Saturday, January 20, 2018

Toxic Homes

September 19, 2010 by  
Filed under Healthy Homes, UV-C Air Sanitizer

New House Smell & Off-Gassing

You’re considering the purchase of a newly-built home and you’re impressed with that ‘new house smell’ when you walk in the front door.

Don’t be:  that smell comes from chemicals in the products used to build, insulate, paint, and furnish the home.  Some of the chemicals are even pretty nasty when they get into the air.  Many home building materials contain what are called VOCs – volatile organic compounds – that start out as liquid but turn to gas at room temperature. If they’re in a home designed and built to be nearly airtight and energy super-efficient, the VOCs stay and do their damage.

The ‘off-gassing’ – the release of the gases in to a room – begins as soon as the product is exposed to air, and it can continue indefinitely.

More Reasons Why Your Home May Be Toxic

Spray-in foam wall and ceiling insulation, for instance, has been implicated in (mostly anecdotal) reports of enhanced chemical sensitivity and neurological disorders two years or more after installation, even though the vast majority of the polyurethane in them evaporates and disperses within hours.  But some consultants don’t allow the use of any foam insulation in their clients’ homes.

Even low- or no-VOC wall paint contains some volatile compounds (the government says the ‘no’ in ‘no-VOC’ doesn’t really mean ‘no’).  Most of them evaporate and disperse within hours, but some painting experts say it can take as long as a month for the paint to cure to a dry, durable surface.

Products made with formaldehyde will release the gas into the air

Some flooring and many cabinets and counters, either built in or brought in, are constructed with what’s called medium density fiber board that is made of wood scraps held together with resins.  It is sold as an alternative to solid wood and plywood, but the resins usually contain formaldehyde.  The fiber board, and similar products referred to as press board and chip board, is usually covered with veneer or vinyl that reduces the formaldehyde off-gassing, but the Minnesota Department of Health says, “Products made with formaldehyde will release the gas into the air.”

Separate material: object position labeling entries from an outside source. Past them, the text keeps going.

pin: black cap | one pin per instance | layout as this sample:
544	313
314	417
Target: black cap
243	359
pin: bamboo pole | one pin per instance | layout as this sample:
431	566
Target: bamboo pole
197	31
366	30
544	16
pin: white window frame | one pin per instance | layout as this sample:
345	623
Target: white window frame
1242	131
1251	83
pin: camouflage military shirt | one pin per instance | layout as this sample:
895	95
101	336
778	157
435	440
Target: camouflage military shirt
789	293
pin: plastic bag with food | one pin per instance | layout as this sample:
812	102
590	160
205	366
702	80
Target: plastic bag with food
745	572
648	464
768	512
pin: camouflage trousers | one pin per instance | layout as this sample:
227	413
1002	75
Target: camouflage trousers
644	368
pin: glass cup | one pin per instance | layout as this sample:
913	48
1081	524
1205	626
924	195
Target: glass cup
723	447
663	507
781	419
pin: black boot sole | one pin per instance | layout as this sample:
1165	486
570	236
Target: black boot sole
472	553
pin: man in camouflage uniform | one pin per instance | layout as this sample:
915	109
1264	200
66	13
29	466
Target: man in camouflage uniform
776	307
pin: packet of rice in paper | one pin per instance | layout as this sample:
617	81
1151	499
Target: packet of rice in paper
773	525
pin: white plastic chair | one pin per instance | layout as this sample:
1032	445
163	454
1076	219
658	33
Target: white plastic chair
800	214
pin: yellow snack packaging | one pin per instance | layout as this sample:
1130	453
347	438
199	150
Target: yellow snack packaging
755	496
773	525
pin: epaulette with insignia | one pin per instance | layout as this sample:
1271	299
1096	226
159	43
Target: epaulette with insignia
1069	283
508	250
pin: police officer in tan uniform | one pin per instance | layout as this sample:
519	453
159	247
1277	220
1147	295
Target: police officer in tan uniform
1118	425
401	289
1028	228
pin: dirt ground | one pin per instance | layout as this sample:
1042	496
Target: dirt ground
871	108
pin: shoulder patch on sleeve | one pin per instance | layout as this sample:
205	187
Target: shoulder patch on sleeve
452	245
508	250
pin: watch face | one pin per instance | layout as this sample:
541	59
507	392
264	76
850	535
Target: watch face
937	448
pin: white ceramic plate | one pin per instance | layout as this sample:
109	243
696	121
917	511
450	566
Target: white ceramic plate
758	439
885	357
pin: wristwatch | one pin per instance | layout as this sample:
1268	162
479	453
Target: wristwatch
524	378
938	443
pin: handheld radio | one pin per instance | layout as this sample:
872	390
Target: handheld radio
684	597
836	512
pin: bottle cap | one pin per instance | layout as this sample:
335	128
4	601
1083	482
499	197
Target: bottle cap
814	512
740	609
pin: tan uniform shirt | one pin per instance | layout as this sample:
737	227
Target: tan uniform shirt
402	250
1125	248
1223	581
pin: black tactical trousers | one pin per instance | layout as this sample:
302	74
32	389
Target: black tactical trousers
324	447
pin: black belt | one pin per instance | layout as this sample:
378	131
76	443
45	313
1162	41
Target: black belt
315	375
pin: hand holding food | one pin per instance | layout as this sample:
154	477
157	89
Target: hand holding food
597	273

The EPA states the most common symptoms of exposure are irritation of the eye, nose and throat, coughing, headaches, and dizziness.  The EPA further states that the effects of long-term exposure to low levels of formaldehyde are not well known, though longer-term exposure to high levels of the chemical has been shown to cause cancer.

Is household furniture harmless?

Furniture cannot be considered harmless.  The frames of some chairs and sofas are made of medium density fiberboard, and upholstery used in the manufacture of furniture could contain formaldehyde and other compounds (perfluorooctanoic acid, a likely carcinogen, according to the EPA) to resist stains and water.  Fabrics could have several other chemicals, including benzidine, a known carginogen, in the dye.  And older furniture could contain polyurethane foam with chemicals  –polybrominated diphenyl ethers  — that are considered so harmful they have been banned in California.  Vinyl chloride, also used in the making  of some furniture, is listed by the EPA as a carcinogen that can cause liver damage.

How toxic is carpeting?

Carpeting consists of mostly synthetic fiber, a couple of layers of thermoplastic polymer backing, and a latex adhesive to hold it together.   The good news:  Allergy Consumer Review says carpet and rug manufacturers have begun, at the instigation of U.S. Environmental Protection Agency, a program to produce lower-emission carpeting and adhesives.

What Can You Do To Reduce the Risks of Toxins?

As Consumers you can do the following:

  • Study Labels to find the products that pose the fewest risks and have the fewest harmful effects
  • Invest in a UV-C Air Purifier and other devices to remove pollutants from  the air
  • Provide plenty of ventilation with open windows and fans
  • Keep up and read Good Changes Now for regular Tips for “Better Living With Healthy Products”

Comments

3 Responses to “Toxic Homes”
  1. Icare_dou says:

    Actually one of the biggest sources of formaldehyde in homes is the fiberglass wall insulation. The formaldehyde can no longer escape through the exterior wall because it cannot penetrate the exterior house wraps used but goes right through drywall. An exterior wall with sun exposure will produce signficantly more formaldehyde because formaldehyde increases rapidly with small increases in temperature. The off-gassing will continue for decades. The carpet underlayment installed in my home back in 1963 was still increasing the formaldehyde concentration in room air to 13 times the maximium concentration recommended by the State of California Office of Environmental Health Hazard Assessments. It is no wonder the rate of asthma and cancer started increasing with the energy codes that required homes to be wrapped in insulation. It has only been three decades and we still claim that we don't understand.

  2. Fbarrett says:

    Well. Back to lath and plaster walls, anyone? Area rugs on solid wood or tile/stone/terrazzo floors? I wonder how chemically similar the interiors of new cars are. Fairly so, I should think.

  3. Owl Woman says:

    Exactly the kind of info I, as a new homeowner, need to know. Thank you!